Curried Coconut and Seafood Chowder
Chowders and curries alone are considered to be rich and comforting dishes,imagine combining these two it would yield a really potent dish. Today you don’t have to imagine further as we will be making one at home. Initially I thought of just mixing the same original ingredients but I guess the flavours would be really rich and will be hard to consume on its own so I have to mellow down some of its main ingredients for it to be more palatable. The key here is balancing the right flavour which gives a creamy yet perfectly spiced thick soup.
Curried Coconut and Seafood Chowder is the one we are making for today, it’s a good mix of different seafood’s like prawns, squid, fish and mussels in a starchy creamy curry based soup. Alongside with potatoes this dish becomes an all-in-one dish. Furthermore, what is amazing is that this dish is very simple to prepare and you can also use the frozen mixed seafood packs you can buy from your supermarket to save you time and energy.

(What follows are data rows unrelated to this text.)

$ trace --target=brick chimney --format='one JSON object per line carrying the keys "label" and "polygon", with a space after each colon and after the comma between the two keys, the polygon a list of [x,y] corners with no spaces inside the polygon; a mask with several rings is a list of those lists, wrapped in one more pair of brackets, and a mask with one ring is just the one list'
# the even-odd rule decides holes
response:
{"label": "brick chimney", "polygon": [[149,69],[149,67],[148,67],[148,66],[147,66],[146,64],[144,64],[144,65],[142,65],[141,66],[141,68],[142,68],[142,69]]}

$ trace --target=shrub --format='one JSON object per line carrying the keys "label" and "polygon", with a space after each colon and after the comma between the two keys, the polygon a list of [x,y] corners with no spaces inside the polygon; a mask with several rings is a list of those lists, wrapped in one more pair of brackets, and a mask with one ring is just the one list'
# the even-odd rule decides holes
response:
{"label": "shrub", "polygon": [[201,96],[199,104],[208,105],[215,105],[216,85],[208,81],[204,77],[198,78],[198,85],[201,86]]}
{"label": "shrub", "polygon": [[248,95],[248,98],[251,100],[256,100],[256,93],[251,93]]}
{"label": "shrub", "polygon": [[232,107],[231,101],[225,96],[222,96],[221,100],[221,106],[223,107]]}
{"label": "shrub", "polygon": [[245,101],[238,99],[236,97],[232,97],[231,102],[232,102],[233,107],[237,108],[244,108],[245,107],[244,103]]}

- 700 g Seafood Mix or any combination of shrimps, fish, mussels, squid, scallops, and lobster tails, etc.
- 2 large potatoes, cubed
- 1 red capsicum / bell pepper, cubed
- 400 ml coconut cream
- 1 litre seafood stock
- 4 tbsp flour
- 2 tsp curry powder
- 1 tsp minced ginger
- 3 tbsp chopped parsley
- 6 pcs curry leaves
- ½ stalk leeks, finely chopped
- 2 stalks celery, finely chopped
- 3 cloves garlic
- 3 tbsp butter
- freshly ground black pepper
- In a soup pot add butter and melt it in low heat, add the leeks, celery, garlic, ginger and curry powder then cook in low heat for 5 minutes or until soft.
- Sprinkle in the flour and cook while mixing until it forms a roux.

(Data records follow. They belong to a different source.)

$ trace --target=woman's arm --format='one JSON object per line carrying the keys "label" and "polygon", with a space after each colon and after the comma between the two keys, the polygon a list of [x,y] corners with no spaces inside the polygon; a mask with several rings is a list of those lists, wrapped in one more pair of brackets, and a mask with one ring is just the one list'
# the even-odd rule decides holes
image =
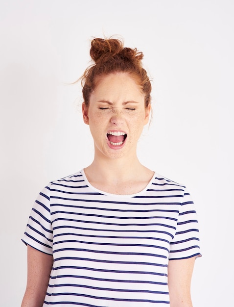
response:
{"label": "woman's arm", "polygon": [[196,257],[170,260],[168,286],[170,307],[192,307],[191,280]]}
{"label": "woman's arm", "polygon": [[27,246],[27,280],[21,307],[42,307],[47,292],[53,257]]}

- Slowly add the seafood stock continuously stirring until smooth, add the potatoes and capsicum bring it to a gentle boil then simmer for 5-7 minutes or until potatoes are tender.
- Add the seafood mix then simmer for 3 more minutes.
- Add the coconut cream and chopped parsley simmer for 2 more minutes, season with salt and freshly ground black pepper then serve in bowls.